Disordered regions in proteins have an essential role, at least with respect to their biological properties and behavior, and methods of investigation. Therefore, it is important to determine and predict the locations of these regions. The authors report on their method, program, and results for predicting intrinsically disordered regions in proteins.
The method is based on the structural protein data bank (PDB) available at the University of California. This project is not the first the authors have completed: the program DISpro is one of the protein data mining tools developed at the Institute for Genomics and Bioinformatics at the University of California, Irvine. These tools are available for non-profit applications through the Internet. Tutorials on bioinformatic themes are also provided. Some of these can be of help to newcomers wanting to understand this paper.
The authors have developed a sophisticated method, based on recursive neural networks, to take into account long-range contextual information for determining a fixed number of weights during the learning process. Starting with the structural properties, predicted secondary structure class, and predicted relative solvent accessibility of nonredundant protein chains selected from the PDB, the network was trained and tested by ten-fold cross-validation.

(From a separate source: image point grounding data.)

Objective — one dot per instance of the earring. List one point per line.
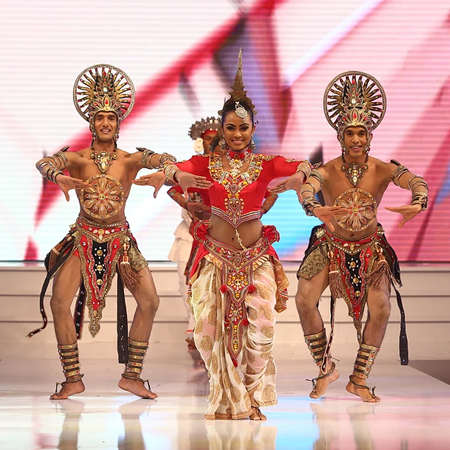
(94, 137)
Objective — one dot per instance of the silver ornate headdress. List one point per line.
(354, 99)
(103, 87)
(239, 94)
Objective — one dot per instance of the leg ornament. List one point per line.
(136, 355)
(68, 354)
(363, 365)
(319, 349)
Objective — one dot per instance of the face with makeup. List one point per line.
(207, 137)
(237, 132)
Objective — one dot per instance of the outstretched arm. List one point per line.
(295, 180)
(405, 179)
(269, 201)
(311, 205)
(51, 168)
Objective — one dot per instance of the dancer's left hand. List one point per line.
(155, 179)
(408, 212)
(294, 182)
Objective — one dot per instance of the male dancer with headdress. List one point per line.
(100, 243)
(195, 206)
(206, 134)
(349, 251)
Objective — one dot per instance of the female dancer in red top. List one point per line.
(236, 280)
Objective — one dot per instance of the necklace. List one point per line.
(354, 171)
(103, 160)
(237, 160)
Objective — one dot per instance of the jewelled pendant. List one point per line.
(103, 160)
(354, 172)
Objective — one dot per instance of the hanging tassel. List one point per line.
(381, 274)
(129, 276)
(336, 288)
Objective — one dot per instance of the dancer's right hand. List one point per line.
(155, 179)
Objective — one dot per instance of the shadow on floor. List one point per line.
(439, 369)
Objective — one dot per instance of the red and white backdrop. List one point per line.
(182, 56)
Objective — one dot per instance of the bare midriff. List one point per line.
(222, 231)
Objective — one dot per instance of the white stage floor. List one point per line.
(414, 413)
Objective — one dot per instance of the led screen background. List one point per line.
(181, 56)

The resulting network was tested on CASP5, containing essentially different proteins from PDB. The precision of the prediction power of DISpro overtakes those of the other predictors tested on CASP5.

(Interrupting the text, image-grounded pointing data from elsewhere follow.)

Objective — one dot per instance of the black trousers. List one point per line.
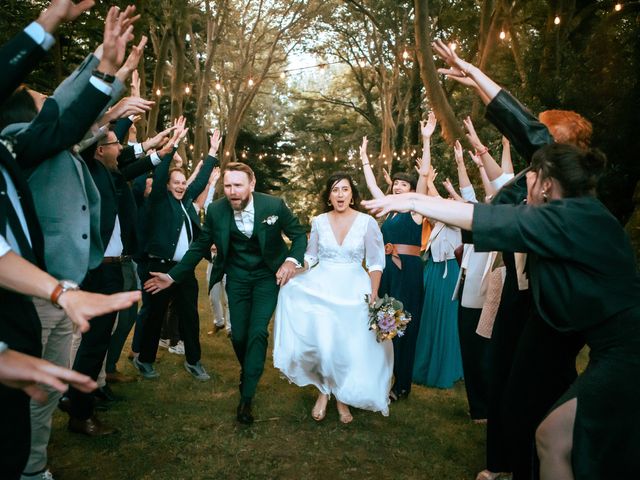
(184, 298)
(544, 366)
(20, 328)
(107, 279)
(475, 361)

Finally, the paper lists some ideas about how to refine the method, by taking into account short and long disordered regions separately (proven by the authors, using DISpro, to behave differently), and also presents predictions for homolog proteins. Further variations of the method could be incorporated into these for protein tertiary structure prediction. The method might be used to cross-relate different types of protein databases: structural, pathway, and protein interaction.